Dalam perjalanan sejarah pergerakan mahasiswa dan pemuda terhadap perkembangan kemajuan bangsa Indonesia perannya tidak pernah lepas. Berbicara soal gerakan mahasiswa adalah berbicara atas nama idealisme yang tentunya tidak terlepas dari kata pengorbanan dan kepedulian. Sejarah telah mencatat atas torehan perubahan yang dilakukan para mahasiswa. Tentunya perubahan dan perjuangan yang dilakukan atas dasar kepedulian dan kesadaran.

Pada tahun 1928 adalah awal mula kebangkitan gerakan pemuda dan mahasiswa itu sendiri, dimana hari itu adalah momen penting yakni momen sumpah pemuda yang menjadi tolak ukur bersatunya para pemuda seluruh tanah air. Persatuan yang ditorehkan ini tentunya didasari oleh kepedulian dan kesadaran  pemuda mahasiswa terhadap bangsanya sendiri. Mewujudkan satu visi bersama, membangun gerakan perlawanan untuk satu musuh bersama yakni kolonialisme Belanda.

Dalam perjalanannya menjelang kemerdekaan Indonesia, pemuda lagi-lagi mengambil peran, dimana para golongan muda mendesak golongan tua dalam hal ini Bapak Ir. Soekarno untuk mendeklarasikan kemerdekaan Indonesia dengan berbagai pertimbangan dan analisis yang tajam tentunya.

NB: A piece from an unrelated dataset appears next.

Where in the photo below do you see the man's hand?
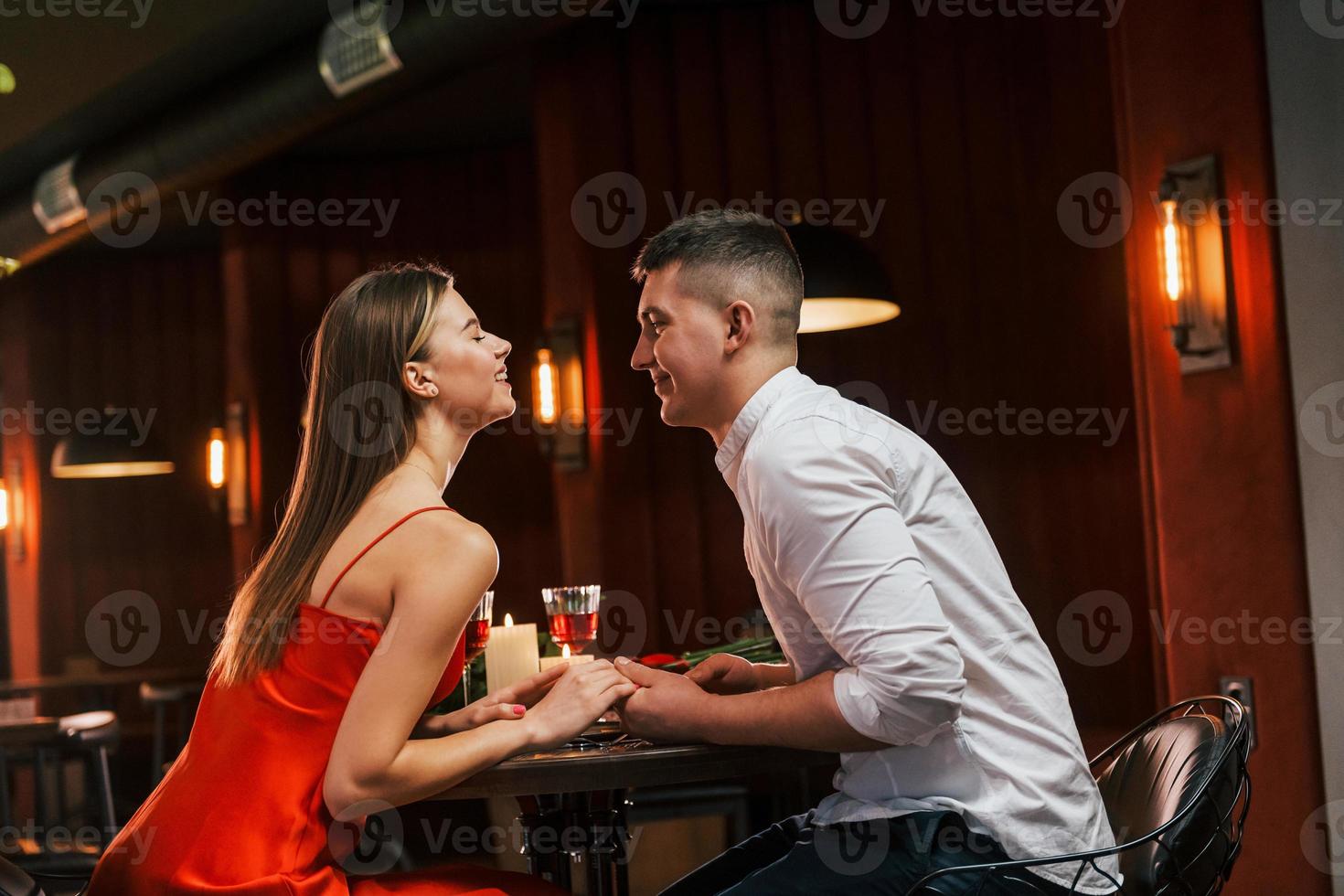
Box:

Peristiwa proklamasi tersebut telah membuktikan sejarah bahwa pemuda adalah bagian pendombrak sejati dalam menentukan sikap daripada sikap para golongan tua, dan merupakan pembuktian nyata bahwa pemuda sadar dan peduli terhadap kemajuan serta kemerdekaan bangsanya.

Bukan hanya itu, memasuki era pemerintahan awal dari kemerdekaan Indonesia sampai memasuki era reformasi, pemuda mahasiswa terus membuktikan identitasnya sebagai insan pemuda yang sadar dan peduli terhadap kelangsungan kesejatehraan rakyat. Proses penolakan terhadap segala bentuk kebijakan yang tidak pro rakyat serta penolakan terhadap segala rezim pemimpin yang otoriter.

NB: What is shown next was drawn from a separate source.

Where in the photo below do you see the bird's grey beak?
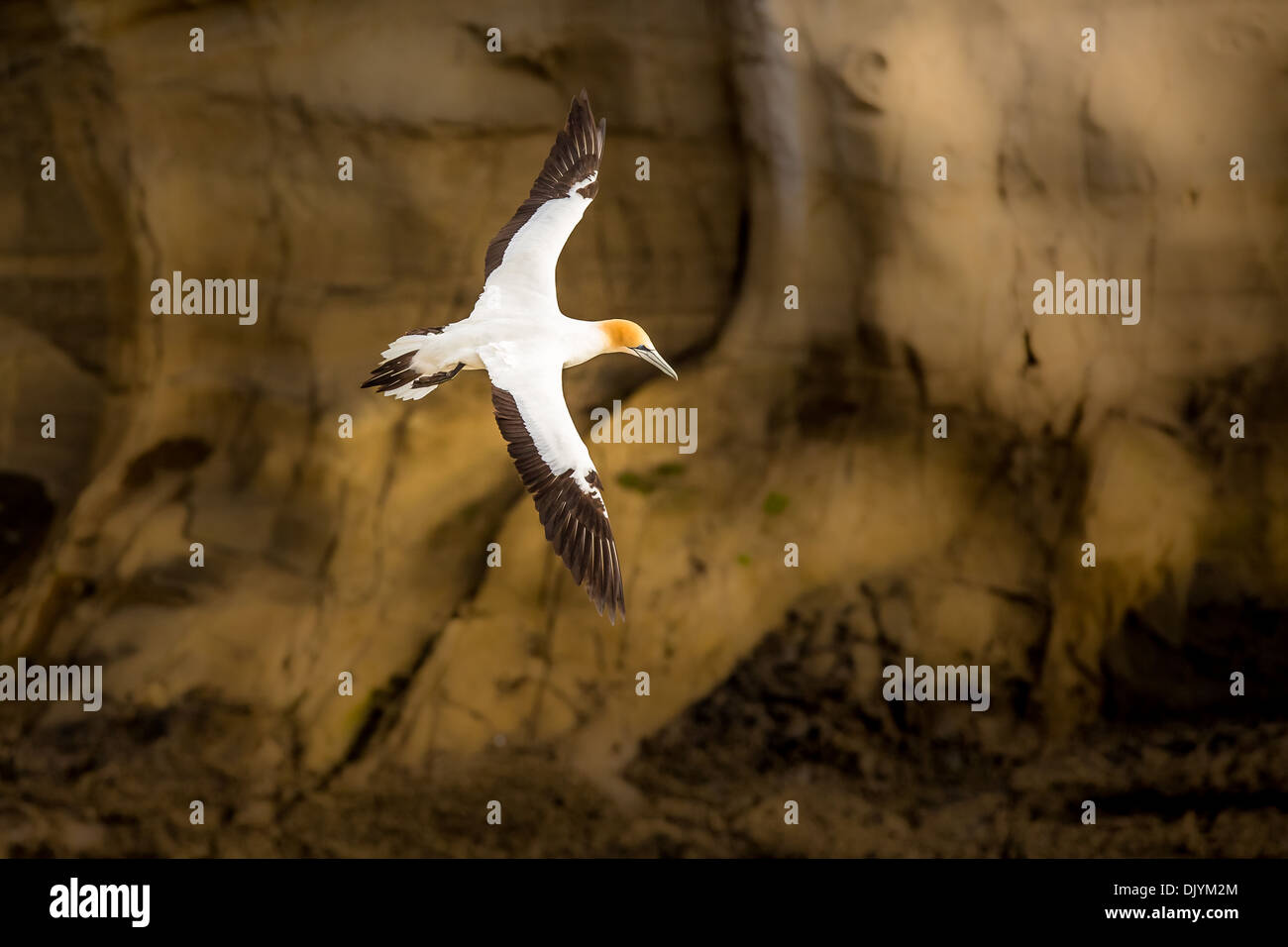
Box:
[631,346,680,381]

Melambungnya harga kebutuhan pokok  pada era kepemimpinan diera Soekarno yang membuat rakyat menjerit dalam memenuhi kebutuhannya. Tentunya hal ini menuai protes di kalangan khususunya pemuda mahasiswa itu sendiri yang merasakan langsung dampak dari masalah sosial tersebut. Permasalahan ini mahasiswa kembali menunjukkan kesadaran dan kepeduliannya terhadap masalah yang dihadapi rakyat.

Bukan hanya itu pemuda mahasiswa tentunya terus ikut andil terhadap segala bentuk kebijakan yang tidak pro rakyat dan mahasiswa. Hal ini bisa dilihat dalam peristiwa malari (malapetaka lima belas januari) atas maraknya praktik korupsi dan kediktatoran rezim Soeharto serta  hadirnya bentuk normalisasi kehidupan kampus dan badan kordinasi kemahasiswaan. Hal ini kembali membangkitkan semangat perlawanan mahasiswa untuk menolak bentuk pengekangan yang ada didalam kampus.

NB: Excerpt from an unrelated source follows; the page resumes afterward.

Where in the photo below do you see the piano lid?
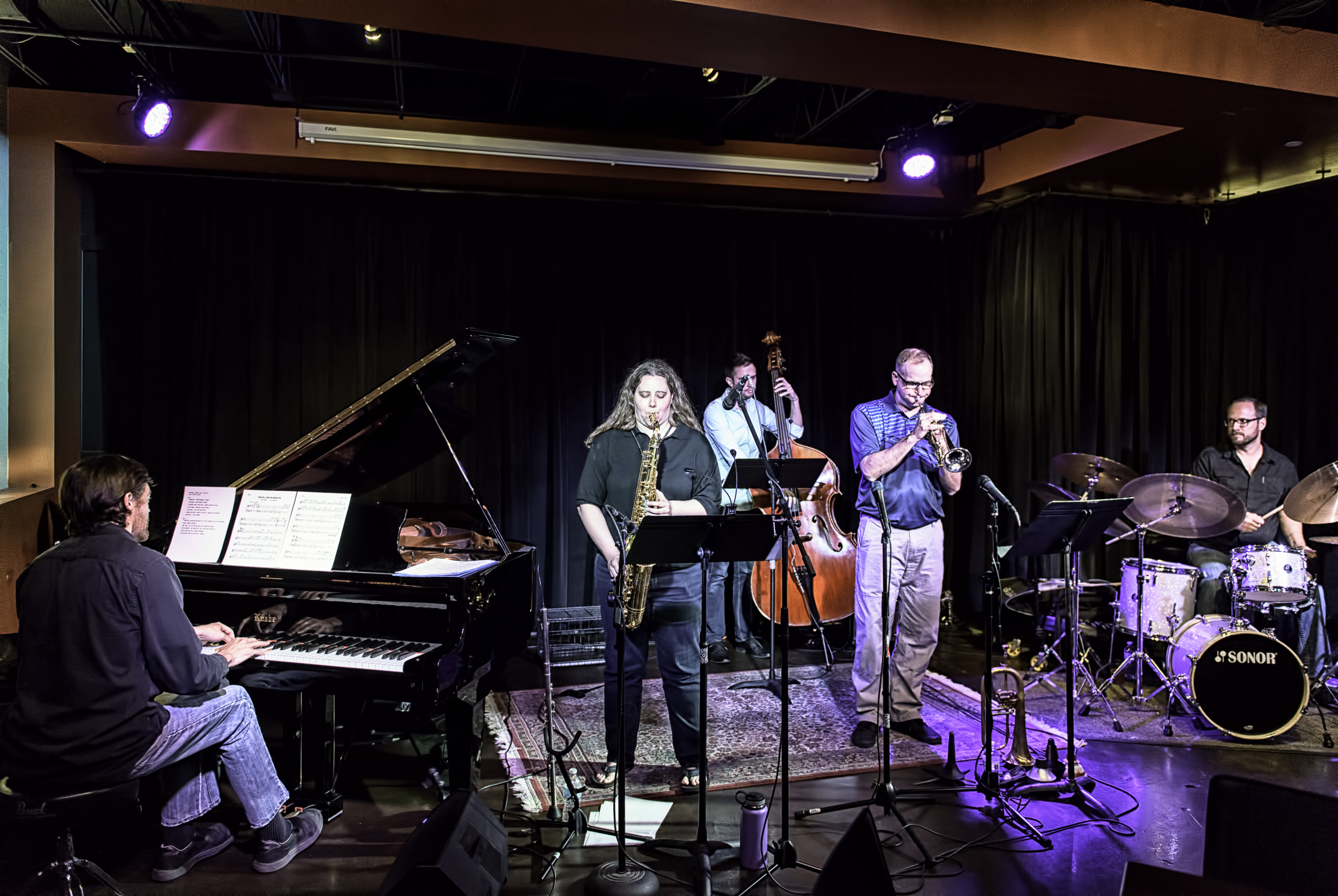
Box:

Dalam puncak perjalanannya, pada tahun 1998 adalah puncak kejayaan pergerakan perjuangan pemuda mahasiswa sebab keikutsertaan pemuda mahasiswa melakukan gebrakan besar yakni ikut andil dalam penurunan rezim otoriter Soeharto, yang sampai saat ini terus menerus dikisahkan atas sikap-sikap heroik mahasiswa pada masa itu. Namun dibalik puncak kisah heroik pergerakan mahasiswa 1998 tersebut tentunya melahirkan begitu banyak pertanyaan. Mungkin salah satunya adalah “Masihkah ada setelahnya? Penyatuan gerakan dengan satu visi bersama?”, dibalik setiap perjalanan pergerakan mahasiswa tentunya mereka bergerak atas dasar kesadaran dan kepedulian serta untuk kepentingan masyarakat itu sendiri. Namun lagi-lagi, “Apakah masih ada gerakan tuntutan yang terjadi bergerak atas dasar kesadaran dan kepedulian? Bergerak atas dasar satu visi bersama?”. Sejarah mencatat puncak kejayaan pergerakan mahasiswa terlahir pada gejolak pergerakan 1998. “Mungkinkah kisah heroik mahasiswa  tersebut terhenti pada masa itu?”.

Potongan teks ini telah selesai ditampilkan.